- Faruk neredesin? Evde seni bekliyorum.
- Geliyorum Kazım az sabırlı olmayı öğrenemedin gitti.
- Ağaç oldum burada!
- Oturarak ağaç olmak büyük yetenek alkış,alkış,alkış.
- Hadi dalga geçme bekliyorum,espri zamanı değil.15 dakika sonra...
- Gördün değilmi haberleri esrarengiz bir bahçeden bahsediyorlar!
- Evet
- Faruk
- Ne var bana öyle yarı anlamlı,yarı anlamsız bakma!!
- Tamam kızma kızma laf edeceksin ama yinede soracağım,maceracı çocuklar olarak gitsekmi bahçeye?

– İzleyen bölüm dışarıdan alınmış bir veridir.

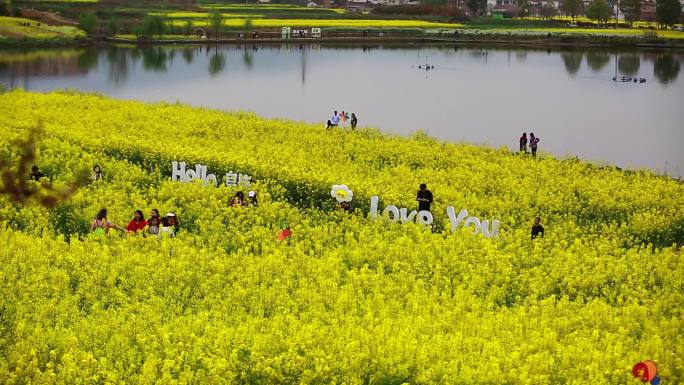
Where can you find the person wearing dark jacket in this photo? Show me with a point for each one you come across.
(537, 229)
(424, 198)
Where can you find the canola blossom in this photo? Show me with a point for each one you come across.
(346, 298)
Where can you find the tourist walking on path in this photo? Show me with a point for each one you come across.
(101, 225)
(537, 228)
(533, 144)
(523, 143)
(424, 198)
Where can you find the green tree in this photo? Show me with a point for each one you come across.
(524, 7)
(113, 26)
(476, 7)
(631, 9)
(216, 23)
(668, 11)
(87, 22)
(572, 7)
(549, 9)
(599, 10)
(153, 25)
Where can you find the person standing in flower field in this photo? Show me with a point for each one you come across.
(97, 173)
(238, 200)
(335, 120)
(424, 198)
(36, 174)
(138, 222)
(284, 233)
(154, 223)
(251, 196)
(533, 144)
(101, 225)
(523, 143)
(537, 228)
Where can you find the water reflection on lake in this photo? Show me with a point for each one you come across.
(475, 94)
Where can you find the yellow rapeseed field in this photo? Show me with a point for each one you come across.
(348, 299)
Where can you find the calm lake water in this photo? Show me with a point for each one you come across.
(479, 95)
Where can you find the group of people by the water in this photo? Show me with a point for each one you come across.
(342, 119)
(533, 142)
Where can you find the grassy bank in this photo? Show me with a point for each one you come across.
(20, 31)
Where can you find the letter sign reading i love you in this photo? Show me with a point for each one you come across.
(425, 217)
(180, 172)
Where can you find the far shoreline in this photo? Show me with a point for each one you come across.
(563, 41)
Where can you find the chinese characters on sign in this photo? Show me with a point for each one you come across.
(180, 172)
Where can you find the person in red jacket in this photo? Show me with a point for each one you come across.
(138, 222)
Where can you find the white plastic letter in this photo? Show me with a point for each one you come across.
(374, 207)
(424, 218)
(456, 220)
(178, 171)
(211, 177)
(495, 228)
(391, 209)
(473, 221)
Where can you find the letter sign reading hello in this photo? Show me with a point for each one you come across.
(181, 174)
(425, 218)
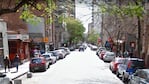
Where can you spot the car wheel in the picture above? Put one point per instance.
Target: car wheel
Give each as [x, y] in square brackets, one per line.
[124, 79]
[45, 68]
[31, 70]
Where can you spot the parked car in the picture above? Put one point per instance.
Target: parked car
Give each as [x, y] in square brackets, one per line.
[101, 54]
[49, 58]
[94, 48]
[115, 62]
[109, 56]
[4, 79]
[129, 66]
[55, 54]
[99, 50]
[67, 51]
[141, 76]
[72, 48]
[61, 53]
[38, 64]
[81, 48]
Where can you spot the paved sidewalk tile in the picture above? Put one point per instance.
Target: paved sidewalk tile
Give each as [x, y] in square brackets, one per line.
[13, 74]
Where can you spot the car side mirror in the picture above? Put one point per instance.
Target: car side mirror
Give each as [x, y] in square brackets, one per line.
[147, 79]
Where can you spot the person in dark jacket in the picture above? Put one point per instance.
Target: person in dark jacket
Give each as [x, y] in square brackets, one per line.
[6, 63]
[17, 62]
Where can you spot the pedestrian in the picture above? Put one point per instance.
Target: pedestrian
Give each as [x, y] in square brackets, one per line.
[17, 62]
[6, 64]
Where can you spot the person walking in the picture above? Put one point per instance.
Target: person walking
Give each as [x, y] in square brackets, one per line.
[17, 62]
[6, 64]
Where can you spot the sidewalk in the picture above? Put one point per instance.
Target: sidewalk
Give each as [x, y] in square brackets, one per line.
[23, 69]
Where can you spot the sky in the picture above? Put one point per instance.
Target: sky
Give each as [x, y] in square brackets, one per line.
[83, 13]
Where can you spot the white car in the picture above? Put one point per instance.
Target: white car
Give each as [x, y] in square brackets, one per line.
[61, 53]
[109, 56]
[50, 58]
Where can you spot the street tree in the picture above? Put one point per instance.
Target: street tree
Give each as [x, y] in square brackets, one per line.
[93, 37]
[127, 9]
[27, 8]
[75, 29]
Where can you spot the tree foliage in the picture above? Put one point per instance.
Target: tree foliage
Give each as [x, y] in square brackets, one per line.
[93, 37]
[131, 9]
[75, 28]
[28, 7]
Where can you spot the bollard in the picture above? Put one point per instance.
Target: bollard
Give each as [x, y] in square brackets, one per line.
[29, 74]
[18, 81]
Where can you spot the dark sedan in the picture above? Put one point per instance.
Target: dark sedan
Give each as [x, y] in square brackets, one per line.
[141, 76]
[38, 64]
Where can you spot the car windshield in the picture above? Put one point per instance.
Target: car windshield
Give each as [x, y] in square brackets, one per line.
[120, 60]
[46, 56]
[38, 60]
[137, 64]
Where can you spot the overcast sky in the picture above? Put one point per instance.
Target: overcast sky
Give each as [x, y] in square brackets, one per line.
[83, 13]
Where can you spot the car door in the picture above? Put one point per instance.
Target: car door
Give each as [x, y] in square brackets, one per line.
[138, 77]
[134, 78]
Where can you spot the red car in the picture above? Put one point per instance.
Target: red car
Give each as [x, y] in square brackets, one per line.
[114, 63]
[38, 64]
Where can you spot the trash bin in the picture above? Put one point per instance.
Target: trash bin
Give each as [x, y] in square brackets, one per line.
[18, 81]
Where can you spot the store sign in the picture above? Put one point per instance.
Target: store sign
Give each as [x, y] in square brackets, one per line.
[24, 37]
[18, 36]
[14, 36]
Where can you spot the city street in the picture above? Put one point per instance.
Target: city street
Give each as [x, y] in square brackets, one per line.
[77, 68]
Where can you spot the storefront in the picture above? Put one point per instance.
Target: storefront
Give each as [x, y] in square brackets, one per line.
[18, 44]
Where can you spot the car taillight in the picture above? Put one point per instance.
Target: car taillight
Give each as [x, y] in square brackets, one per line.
[129, 64]
[31, 65]
[43, 62]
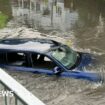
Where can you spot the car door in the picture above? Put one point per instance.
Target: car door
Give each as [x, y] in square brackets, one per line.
[42, 64]
[16, 61]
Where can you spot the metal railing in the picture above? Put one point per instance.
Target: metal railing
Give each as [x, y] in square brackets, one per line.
[13, 93]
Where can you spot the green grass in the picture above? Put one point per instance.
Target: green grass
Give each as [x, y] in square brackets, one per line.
[3, 20]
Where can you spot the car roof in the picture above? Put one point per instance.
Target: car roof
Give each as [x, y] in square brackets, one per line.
[28, 44]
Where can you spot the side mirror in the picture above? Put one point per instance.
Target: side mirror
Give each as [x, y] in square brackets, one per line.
[57, 70]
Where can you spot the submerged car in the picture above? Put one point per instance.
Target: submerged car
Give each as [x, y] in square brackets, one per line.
[45, 56]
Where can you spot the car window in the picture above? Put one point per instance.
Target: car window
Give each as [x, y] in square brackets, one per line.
[17, 58]
[2, 58]
[42, 61]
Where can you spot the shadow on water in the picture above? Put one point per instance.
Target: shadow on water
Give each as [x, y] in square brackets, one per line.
[85, 20]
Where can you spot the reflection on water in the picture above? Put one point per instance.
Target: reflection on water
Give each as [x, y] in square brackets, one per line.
[5, 8]
[63, 15]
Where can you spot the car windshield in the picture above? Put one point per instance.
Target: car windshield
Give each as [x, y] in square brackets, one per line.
[65, 55]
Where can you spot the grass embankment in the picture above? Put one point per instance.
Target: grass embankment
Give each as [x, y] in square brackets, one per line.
[3, 20]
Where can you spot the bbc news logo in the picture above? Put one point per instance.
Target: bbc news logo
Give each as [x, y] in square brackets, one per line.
[6, 93]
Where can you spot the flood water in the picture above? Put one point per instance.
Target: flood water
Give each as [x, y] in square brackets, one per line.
[81, 20]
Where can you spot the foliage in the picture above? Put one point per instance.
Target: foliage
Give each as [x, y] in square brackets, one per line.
[3, 20]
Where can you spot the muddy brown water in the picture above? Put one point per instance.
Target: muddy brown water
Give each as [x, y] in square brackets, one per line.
[83, 22]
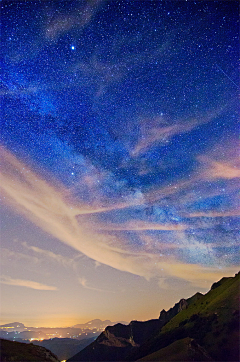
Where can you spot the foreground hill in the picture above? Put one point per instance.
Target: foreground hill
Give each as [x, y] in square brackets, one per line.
[64, 348]
[200, 328]
[23, 352]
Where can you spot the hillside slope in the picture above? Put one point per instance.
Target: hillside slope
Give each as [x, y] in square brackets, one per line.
[23, 352]
[203, 325]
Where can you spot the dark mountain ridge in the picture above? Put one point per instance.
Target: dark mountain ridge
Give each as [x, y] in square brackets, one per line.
[203, 327]
[23, 352]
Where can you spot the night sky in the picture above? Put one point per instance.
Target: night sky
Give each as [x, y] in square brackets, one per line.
[119, 152]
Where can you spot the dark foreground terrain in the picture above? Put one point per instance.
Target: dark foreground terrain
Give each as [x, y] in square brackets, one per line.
[15, 351]
[200, 328]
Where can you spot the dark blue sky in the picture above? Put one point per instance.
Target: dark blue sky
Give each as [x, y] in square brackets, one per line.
[126, 112]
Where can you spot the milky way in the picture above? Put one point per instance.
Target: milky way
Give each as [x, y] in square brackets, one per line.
[119, 155]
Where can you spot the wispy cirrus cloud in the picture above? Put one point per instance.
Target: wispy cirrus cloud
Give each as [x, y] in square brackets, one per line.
[160, 131]
[79, 18]
[25, 283]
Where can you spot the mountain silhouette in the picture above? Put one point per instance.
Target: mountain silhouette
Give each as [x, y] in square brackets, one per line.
[200, 328]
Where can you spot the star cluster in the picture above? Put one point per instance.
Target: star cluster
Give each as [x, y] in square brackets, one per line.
[119, 145]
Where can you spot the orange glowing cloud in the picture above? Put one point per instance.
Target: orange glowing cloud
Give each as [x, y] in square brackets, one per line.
[25, 283]
[46, 206]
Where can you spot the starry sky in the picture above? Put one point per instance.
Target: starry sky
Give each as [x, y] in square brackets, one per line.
[119, 153]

- Sonra başımıza birşey gelsin.
- Hadi ama bir önceki hikayeyi hatırla ne kadar güzeldi.
- Evet o kadar güzeldi ki ölüyorduk!!!
- Yahu senle hiç bir şey yapılmıyor.
- Tamam Faruk yeter gelmeyeceğim istiyorsan kendin git!
- Bıktım senden, gidiyorum!
- Dur! GELİYORUM!!!
1 Saat Sonra...
- Kazım
- Efendim?
- Burası mı geldik mi?
- Evet burası kapalı bir kapı var oradan gireceğiz.
- Nasıl bir kapı?
- Bilmiyorum.
Faruk ve Kazım nasıl bir belaya bulaştıklarının farkında değillerdi.
-Kazım şurada bir kapı var,aralanmış bir kapı!!
- Nerede! Hani nerede Faruk? Az çekilde göreyim!!